Task Force members are used to being video recorded.
Eight are House members. Nearly all of the House committee meetings are live streamed on the internet and the sessions in the House chamber are live streamed.
- Chair Representative Charlie Collins
- Vice-Chair Representative Reginald Murdock
- Representative Justin Boyd
- Representative Joe Farrer
- Representative Deborah Ferguson
- Representative Michelle Gray
- Representative Kim Hammer
- Representative David Meeks
Three Senate members on the task force previously served in the House of Representative during the time that the House live streamed committee meetings.
- Senator Keith Ingram
- Senator Terry Rice
- Senator David J. Sanders
The remaining five Senate members all have plenty of experience being interviewed or making presentations in video that can be seen on YouTube.

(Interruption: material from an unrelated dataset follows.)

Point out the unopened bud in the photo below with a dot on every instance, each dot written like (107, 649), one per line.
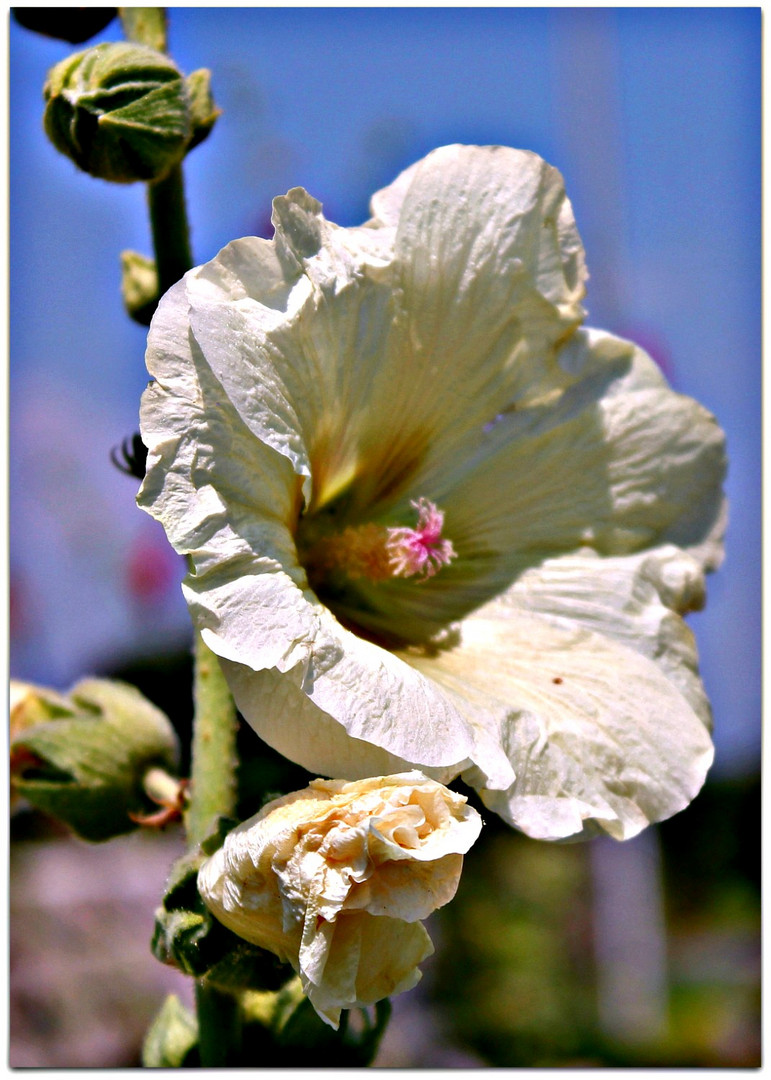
(83, 756)
(124, 112)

In addition, if one of these five Senators passes a bill out of the Senate, it then goes to a House committee. Normally the Senate sponsor will want to present the bill in the House Committee, which means his or her presentation is video recorded by the House.
- Chair Senator Jim Hendren
- Vice-Chair Senator Cecile Bledsoe
- Senator Linda Chesterfield
- Senator John Cooper
- Senator Jason Rapert
The one non-voting member is a state employee and has video interviews that appear on YouTube.
- Non-Voting Arkansas Surgeon General Gregory Bledsoe
In addition, all 17 members are being video recorded in the task force meetings by the public.
Legislative video live streaming and recording is easy to accomplish. The task force members are used to being video recorded. We hope the task force will reevaluate its position on legislative provided video, especially since the refusal has created a situation in which the public is having to go to the time and expense of providing the video for people who are unable to attend the meetings.